I’ll be on watch.” The magpie flew to him and balanced on a branch, promising, “I’ll report even the slightest danger.”

Tambo nodded gratefully. He knew he could count on his sentries.

He would have liked to talk with the lively squirrel and the wise magpie about how shy the roes were toward him. He had often been at the point of mentioning this coolness, which he could not understand. He wanted an explanation very badly. Yet he could never bring himself to talk about it. He was ashamed because they seemed to shun him.

Gently he laid his head on the ground, moved his chin back and forth several times and then fell asleep.

The sun warmed the forest, gradually drank up the dew that sparkled like a million diamonds, and summoned all life to renewal. In answer the grass sprouted with vigor, violets opened their dark blue eyes, lilies of the valley awoke and moved their leaves like long listening ears. Ants scurried busily in the jungle of the turf. Butterflies unfolded their wings to dance playfully in the air. Tiny insects explored, bumblebees buzzed.

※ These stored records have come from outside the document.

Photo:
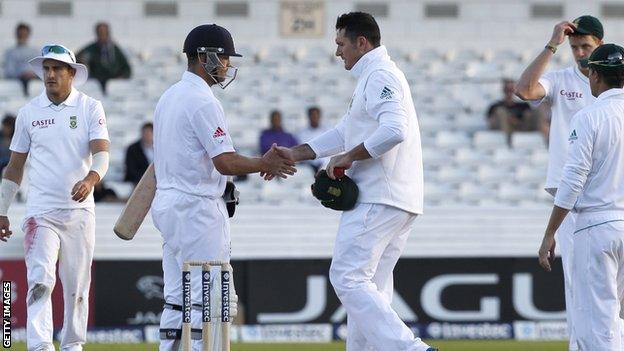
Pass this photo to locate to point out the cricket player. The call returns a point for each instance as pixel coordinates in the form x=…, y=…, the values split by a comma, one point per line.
x=64, y=132
x=591, y=186
x=568, y=91
x=381, y=140
x=193, y=154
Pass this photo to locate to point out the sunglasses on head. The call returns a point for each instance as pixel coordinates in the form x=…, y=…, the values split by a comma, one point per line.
x=615, y=59
x=57, y=49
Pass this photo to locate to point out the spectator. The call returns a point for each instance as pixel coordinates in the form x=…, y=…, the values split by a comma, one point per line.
x=313, y=130
x=104, y=58
x=140, y=154
x=276, y=134
x=510, y=115
x=16, y=58
x=6, y=134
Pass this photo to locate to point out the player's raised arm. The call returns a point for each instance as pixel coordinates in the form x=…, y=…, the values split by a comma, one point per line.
x=528, y=87
x=99, y=151
x=13, y=174
x=232, y=163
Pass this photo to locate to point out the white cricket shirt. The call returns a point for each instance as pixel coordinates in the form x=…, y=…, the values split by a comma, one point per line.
x=57, y=141
x=189, y=130
x=382, y=102
x=593, y=176
x=568, y=91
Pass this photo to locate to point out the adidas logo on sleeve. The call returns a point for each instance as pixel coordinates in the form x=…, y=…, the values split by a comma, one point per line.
x=386, y=93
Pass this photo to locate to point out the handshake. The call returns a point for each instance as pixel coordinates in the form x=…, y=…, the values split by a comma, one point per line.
x=279, y=162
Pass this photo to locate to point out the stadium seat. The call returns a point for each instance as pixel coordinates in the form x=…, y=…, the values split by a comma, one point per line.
x=510, y=157
x=539, y=158
x=10, y=88
x=472, y=193
x=35, y=87
x=527, y=141
x=490, y=140
x=530, y=174
x=493, y=174
x=471, y=157
x=452, y=140
x=452, y=174
x=514, y=193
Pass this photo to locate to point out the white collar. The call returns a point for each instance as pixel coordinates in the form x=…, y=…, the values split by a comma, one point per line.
x=195, y=80
x=365, y=61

Juicy buds appeared on the bushes, so many that it seemed a green veil had been flung over the brown branches. As if by magic, the trees let their foliage emerge. Though still tiny, gay buds clustered on every branch of the chestnuts, oaks and birches, and on the firs new light-green needles breathed a spicy perfume.

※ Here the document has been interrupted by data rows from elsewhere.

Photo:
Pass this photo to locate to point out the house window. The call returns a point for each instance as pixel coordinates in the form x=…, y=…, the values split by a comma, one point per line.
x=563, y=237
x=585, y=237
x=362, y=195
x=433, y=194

The fragrance drawn forth by the sun’s warmth was wonderfully varied and exciting. From the forest floor rose the sturdy smell of the wood of the trees, bursting with sap. From the blades of grass and from the flowers streamed waves of good clean odors and impulses of eager new life.

Martin had been perched for hours on the high platform of his lookout and could not rouse himself to leave. He had watched day come, had seen the sun rise into the heavens and the sky change from pale gray to light yellow, to shimmering green, and to the flame of the dawn. He had watched the does grazing in the meadow, Tambo the stag, the hares, the darting weasels, the awkwardly galloping hedgehogs, the slinking foxes. He had been moved to joy by the blackbirds’ song. The chattering of the magpies and clucking of the pheasants had put him in a glad mood.

He looked close about him, then peered into the distance. This sea of treetops was his property, his world. It always brought him happiness.

Finally he climbed down and passed along the narrow uphill path to his house, the Forest Lodge. It stood in the middle of a large garden against the foot of the hillock. In the upper corner of the parklike acre was the stable.

Martin loved the isolation which the Lodge gave him. His only human companions were his old forester Peter and Peter’s wife Babette. They were enough for Martin. For these two, who had served his parents before him and had watched over him since his childhood, were his friends. Solitary life was no hardship for him; and now that he could hardly remember when he had first chosen it, it had become a matter of course. The hump on his back, and the teasing and mockery that his deformity had drawn upon him as a schoolboy, had made him prefer to be alone. Here in the Lodge he lived completely unnoticed by the world. In this quietness of his own choosing, now so familiar, he was well satisfied.

He was never lonely here. The creatures in the stable, as well as those in the forest, had to be tended and cared for.